Nixon could use the prestige of his office to do something about this sorry state of affairs.
He could throw his support behind a statewide ballot measure to raise the state’s cigarette tax from its national low of 17 cents a pack to a more reasonable 90 cents a pack, gaining up to $423 million a year in additional revenue. But he won’t.
He could urge the legislature to set up a means by which the state could collect money that by law is owed to it — sale taxes on purchases made on-line. But he hasn’t.
Nixon takes strong stands on easy issues, like warning the legislature not to take health benefits away from low-income blind people. He’ll sometimes come down firmly on the right side of a tough issue, as he did Thursday when he vetoed a bill that would have permitted employers and insurers to refuse to pay for birth control in insurance policies.
But the governor is too often found bobbing and weaving in lieu of leading. Of late, he has turned absurdly dodgy on the rollout of the federal Affordable Care Act.
Buckling to hysteria in the Republican-controlled legislature, he put the brakes on efforts by his insurance department to start laying the groundwork for a state health insurance exchange, which is mandated in the new law.
Right before the U.S. Supreme Court was supposed to issue its landmark ruling, Nixon let slip that he opposed the insurance individual mandate. But he never clarified how health insurers could provide affordable policies for sick people without a mandate that healthy people pay into the insurance pool.
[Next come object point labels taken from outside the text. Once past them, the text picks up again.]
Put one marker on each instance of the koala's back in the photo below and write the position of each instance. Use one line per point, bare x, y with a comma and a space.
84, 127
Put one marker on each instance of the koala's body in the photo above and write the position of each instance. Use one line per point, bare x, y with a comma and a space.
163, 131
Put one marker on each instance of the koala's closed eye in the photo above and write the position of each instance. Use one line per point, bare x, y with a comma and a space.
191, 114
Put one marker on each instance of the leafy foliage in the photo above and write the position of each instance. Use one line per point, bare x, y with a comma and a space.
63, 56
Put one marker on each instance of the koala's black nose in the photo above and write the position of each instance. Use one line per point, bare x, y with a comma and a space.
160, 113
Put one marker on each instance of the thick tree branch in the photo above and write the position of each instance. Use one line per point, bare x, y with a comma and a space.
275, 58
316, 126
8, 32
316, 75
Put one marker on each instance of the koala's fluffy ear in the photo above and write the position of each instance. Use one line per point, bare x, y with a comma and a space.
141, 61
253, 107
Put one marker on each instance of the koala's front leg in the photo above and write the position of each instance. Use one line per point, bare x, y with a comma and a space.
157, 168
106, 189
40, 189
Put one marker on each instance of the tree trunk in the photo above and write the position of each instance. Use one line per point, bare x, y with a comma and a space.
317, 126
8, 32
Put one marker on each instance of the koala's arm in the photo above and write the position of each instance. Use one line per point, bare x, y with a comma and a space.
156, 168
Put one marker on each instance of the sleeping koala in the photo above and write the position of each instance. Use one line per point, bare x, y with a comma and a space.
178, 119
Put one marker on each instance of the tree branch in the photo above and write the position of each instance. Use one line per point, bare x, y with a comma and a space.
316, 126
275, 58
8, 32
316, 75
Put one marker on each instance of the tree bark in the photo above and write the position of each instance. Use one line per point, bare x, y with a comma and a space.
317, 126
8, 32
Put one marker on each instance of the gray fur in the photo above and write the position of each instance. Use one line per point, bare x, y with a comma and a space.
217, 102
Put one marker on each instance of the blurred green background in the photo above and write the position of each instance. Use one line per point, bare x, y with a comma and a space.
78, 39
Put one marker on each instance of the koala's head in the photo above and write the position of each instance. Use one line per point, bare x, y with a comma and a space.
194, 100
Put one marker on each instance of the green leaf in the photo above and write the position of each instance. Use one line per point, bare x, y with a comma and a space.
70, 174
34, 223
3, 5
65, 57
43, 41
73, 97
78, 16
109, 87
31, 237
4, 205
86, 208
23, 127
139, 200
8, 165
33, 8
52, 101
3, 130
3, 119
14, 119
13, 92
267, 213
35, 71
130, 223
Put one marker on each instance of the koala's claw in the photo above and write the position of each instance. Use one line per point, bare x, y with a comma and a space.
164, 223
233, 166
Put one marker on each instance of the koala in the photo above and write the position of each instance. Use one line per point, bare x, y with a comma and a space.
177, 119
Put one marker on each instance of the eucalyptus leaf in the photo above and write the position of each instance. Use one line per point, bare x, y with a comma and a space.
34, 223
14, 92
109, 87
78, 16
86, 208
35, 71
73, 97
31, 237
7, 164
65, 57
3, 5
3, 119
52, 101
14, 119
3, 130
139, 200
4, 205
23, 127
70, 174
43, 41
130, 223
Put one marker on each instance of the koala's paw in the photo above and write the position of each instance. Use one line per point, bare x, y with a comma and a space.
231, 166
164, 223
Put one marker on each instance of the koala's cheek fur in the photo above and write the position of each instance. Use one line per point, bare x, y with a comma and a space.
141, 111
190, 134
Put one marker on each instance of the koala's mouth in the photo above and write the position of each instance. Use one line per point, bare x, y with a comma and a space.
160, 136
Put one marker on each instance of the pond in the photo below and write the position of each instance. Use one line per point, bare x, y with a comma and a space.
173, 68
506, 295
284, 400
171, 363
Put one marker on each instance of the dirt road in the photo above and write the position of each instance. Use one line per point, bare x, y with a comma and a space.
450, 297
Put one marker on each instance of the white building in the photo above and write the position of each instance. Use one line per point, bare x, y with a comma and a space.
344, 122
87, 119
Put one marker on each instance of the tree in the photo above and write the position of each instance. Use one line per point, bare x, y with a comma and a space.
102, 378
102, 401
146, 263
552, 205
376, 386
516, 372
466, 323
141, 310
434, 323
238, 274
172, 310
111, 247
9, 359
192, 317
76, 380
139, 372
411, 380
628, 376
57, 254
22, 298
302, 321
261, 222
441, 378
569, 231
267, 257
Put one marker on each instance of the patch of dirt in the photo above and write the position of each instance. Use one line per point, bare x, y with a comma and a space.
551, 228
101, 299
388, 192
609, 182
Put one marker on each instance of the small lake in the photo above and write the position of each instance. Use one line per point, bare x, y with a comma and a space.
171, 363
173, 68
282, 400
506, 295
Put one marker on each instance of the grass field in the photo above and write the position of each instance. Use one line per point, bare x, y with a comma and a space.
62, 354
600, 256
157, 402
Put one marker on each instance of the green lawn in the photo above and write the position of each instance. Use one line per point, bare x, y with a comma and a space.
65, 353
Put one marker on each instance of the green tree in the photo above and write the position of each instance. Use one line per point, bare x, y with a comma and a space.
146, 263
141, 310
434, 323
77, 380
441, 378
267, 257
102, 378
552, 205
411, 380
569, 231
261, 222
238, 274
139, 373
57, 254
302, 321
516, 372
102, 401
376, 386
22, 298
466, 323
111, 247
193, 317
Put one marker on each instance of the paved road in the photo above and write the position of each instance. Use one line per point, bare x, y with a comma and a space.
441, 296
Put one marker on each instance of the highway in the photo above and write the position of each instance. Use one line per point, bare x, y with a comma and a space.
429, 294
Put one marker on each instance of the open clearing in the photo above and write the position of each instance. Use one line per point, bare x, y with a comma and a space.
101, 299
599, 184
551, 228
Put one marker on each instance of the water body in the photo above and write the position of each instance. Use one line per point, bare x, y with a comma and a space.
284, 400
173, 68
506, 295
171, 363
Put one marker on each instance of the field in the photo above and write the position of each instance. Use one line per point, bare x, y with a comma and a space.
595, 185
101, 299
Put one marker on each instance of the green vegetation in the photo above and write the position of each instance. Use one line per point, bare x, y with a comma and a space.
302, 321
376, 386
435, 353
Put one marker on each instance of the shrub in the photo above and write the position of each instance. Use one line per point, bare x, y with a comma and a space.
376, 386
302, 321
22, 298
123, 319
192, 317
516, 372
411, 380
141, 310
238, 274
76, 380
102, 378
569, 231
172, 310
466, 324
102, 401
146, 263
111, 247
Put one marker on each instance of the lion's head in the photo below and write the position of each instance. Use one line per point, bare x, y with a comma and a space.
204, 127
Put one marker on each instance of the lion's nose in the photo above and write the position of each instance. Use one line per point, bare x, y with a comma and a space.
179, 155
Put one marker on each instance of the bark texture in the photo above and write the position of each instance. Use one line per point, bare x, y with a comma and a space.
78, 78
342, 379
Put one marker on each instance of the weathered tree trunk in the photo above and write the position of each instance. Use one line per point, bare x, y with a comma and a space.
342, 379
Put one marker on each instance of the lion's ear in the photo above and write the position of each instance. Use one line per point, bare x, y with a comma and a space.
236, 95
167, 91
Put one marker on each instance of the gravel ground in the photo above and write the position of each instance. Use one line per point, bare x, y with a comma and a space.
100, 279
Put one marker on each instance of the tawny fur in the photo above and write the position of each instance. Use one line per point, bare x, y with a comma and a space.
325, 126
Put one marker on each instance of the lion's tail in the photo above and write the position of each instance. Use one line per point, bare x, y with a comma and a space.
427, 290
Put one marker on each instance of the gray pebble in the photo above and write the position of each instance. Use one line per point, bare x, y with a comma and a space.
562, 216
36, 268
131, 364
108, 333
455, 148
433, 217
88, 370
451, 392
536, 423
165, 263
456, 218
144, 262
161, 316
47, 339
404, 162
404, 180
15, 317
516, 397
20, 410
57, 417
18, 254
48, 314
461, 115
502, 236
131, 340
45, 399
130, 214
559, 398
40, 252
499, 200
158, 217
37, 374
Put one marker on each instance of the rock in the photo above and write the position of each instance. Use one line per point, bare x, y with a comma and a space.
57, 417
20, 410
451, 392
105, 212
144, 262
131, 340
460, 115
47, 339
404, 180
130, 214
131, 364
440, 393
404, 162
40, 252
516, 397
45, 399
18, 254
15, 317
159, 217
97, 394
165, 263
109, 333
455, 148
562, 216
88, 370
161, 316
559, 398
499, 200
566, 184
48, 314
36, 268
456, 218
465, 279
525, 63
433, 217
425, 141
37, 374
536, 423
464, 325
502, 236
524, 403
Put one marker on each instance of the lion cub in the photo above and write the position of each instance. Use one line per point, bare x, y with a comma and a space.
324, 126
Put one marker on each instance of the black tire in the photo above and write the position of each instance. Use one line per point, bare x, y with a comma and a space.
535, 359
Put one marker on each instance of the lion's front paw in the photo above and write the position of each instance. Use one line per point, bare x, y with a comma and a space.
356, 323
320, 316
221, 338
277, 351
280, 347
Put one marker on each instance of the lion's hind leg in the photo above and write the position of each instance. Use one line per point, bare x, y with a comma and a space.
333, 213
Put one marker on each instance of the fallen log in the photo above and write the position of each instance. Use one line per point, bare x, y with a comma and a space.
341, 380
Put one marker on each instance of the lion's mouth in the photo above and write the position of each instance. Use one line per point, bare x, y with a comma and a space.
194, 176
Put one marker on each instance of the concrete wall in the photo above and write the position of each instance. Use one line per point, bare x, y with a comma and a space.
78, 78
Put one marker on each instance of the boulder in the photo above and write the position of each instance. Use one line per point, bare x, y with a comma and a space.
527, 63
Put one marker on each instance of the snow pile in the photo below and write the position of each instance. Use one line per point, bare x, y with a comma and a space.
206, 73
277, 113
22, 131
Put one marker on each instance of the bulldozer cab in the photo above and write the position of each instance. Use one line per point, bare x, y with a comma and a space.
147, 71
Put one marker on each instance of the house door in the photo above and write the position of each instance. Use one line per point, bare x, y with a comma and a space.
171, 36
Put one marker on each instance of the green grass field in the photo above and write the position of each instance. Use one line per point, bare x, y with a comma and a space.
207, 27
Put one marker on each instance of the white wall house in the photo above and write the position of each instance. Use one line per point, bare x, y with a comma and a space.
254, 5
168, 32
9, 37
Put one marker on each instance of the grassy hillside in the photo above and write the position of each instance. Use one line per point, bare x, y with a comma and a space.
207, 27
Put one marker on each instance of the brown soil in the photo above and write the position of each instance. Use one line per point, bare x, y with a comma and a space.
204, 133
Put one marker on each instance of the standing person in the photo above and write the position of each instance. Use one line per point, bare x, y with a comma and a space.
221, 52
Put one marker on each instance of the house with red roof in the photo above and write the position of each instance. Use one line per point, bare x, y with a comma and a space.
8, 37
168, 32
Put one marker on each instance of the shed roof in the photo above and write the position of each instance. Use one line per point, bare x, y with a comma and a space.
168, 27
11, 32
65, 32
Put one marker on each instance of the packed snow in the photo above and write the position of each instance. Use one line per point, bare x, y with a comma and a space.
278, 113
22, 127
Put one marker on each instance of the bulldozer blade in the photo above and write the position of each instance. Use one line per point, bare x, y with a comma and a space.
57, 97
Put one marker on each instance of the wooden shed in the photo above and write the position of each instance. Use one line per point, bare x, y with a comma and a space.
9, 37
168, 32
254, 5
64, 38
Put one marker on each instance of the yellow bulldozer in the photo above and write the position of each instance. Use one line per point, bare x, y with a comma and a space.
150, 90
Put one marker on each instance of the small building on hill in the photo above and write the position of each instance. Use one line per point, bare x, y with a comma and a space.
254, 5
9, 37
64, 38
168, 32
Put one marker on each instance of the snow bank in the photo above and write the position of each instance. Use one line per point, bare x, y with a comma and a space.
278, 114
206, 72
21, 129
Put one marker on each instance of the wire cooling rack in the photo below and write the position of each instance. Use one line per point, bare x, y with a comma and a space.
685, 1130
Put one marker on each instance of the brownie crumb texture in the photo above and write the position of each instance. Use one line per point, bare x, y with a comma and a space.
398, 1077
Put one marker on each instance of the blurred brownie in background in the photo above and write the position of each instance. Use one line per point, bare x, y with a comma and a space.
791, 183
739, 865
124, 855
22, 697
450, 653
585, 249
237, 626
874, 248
The court thrust state governments into the spotlight by ruling that the federal government can’t yank Medicaid allotments from states which opt not to increase their Medicaid limits, as called for in the new law.
Obamacare haters in the Missouri legislature immediately vowed that Missouri would not raise its limits, which currently cover adults at a measly 19 percent of the poverty level.
Nixon could lead on this issue. He could say clearly, as he did in his campaign four years ago, that Missouri’s very low limits are “a wrong, mistaken policy that (have had) a horrific effect on working parents.”
He could say he will do all in his power to persuade the legislature to raise the limits and take advantage of the billions of dollars in federal funds that would pour into Missouri to boost the state’s medical infrastructure.
But when asked this week about the limits, all Nixon would say is “it’s complicated,” and assure us he’s working through it.
In the parable, the servant who buried his assets is ordered cast into darkness, where there will be weeping and gnashing of teeth.
I don’t see political purgatory in Nixon’s immediate future. But four more years of watching him play it safe will certainly set off teeth-gnashing among his supporters.
Nixon has said that, for him, being governor is a destination job at a destination time. Surely he intends for his legacy to be more than just minding the store.
Invest your political capital, governor. The returns may surprise even yourself.